Using a more focused defensive approach and an effort to get the ball into Leslie and Howell on the block, the Wolfpack clawed back into the game. After scoring 14 combined points in the first half, Leslie and Howell finished with 20 and 14, respectively.
"It's frustrating to have a start like we had," Gottfried said. "To see how well we could defend and score in the second half. We turned the ball over three or four times, shot 70 percent from the field and really defended them well. But we didn't in the first half. It's very disappointing. I don't know if there's one thing, but that is certainly not how we expected to play."
But in the end, Wyatt was too much for NC State to handle.
Wyatt scored a game-high 31 points - 20 of those coming in the second half - to help the Owls keep NC State at bay. Although the Wolfpack cut the lead down to three points with 10 second to play, they never regained control of the lead; their lone lead in the game was 2-0 in the opening minutes.
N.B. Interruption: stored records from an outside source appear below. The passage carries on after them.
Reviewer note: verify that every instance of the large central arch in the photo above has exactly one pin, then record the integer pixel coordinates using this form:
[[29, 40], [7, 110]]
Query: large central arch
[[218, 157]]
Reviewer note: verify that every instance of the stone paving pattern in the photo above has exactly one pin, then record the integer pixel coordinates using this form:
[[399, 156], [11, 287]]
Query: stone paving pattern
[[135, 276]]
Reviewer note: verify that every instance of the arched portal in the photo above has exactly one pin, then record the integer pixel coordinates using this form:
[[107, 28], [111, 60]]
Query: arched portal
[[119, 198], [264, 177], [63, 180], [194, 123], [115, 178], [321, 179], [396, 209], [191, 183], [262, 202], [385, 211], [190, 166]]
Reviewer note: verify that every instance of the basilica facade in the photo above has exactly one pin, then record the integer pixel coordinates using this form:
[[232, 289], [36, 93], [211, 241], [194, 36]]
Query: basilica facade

Wyatt scored six of the Owls final eight points, taking over when the game was in the balance.
"Today, Khalif Wyatt was the best player on the floor, period," Gottfried said. "He controlled tempo; he controlled the game.
"He really played well. He's a great player. We've played against really good guards this year, and Khalif Wyatt is as good or better than all of them. He controls tempo, doesn't turn the ball over, plays like a senior, can score, can pass. He puts you in a lot of tough positions throughout the game with his ability to drive and to get you on his hip. He's a really good player. He controlled the game, I thought, today from a tempo standpoint."
Note: Leslie deflects NBA questions: Now that the 2012-13 season is officially over, Leslie will have a big decision to make: come back to NC State for his senior season, or enter the NBA Draft this summer.
But immediately after the loss to Temple, the decision was the last thing on his mind.
"Can I get time? I haven't even had time to think," he said. "It's something I will sit down and think about."
"That's going to be a family decision for him," added Wood. "Obviously, he has the talent to play in the pros. He has to make a smart decision, whatever he thinks is best. I'm sure he will make the right one."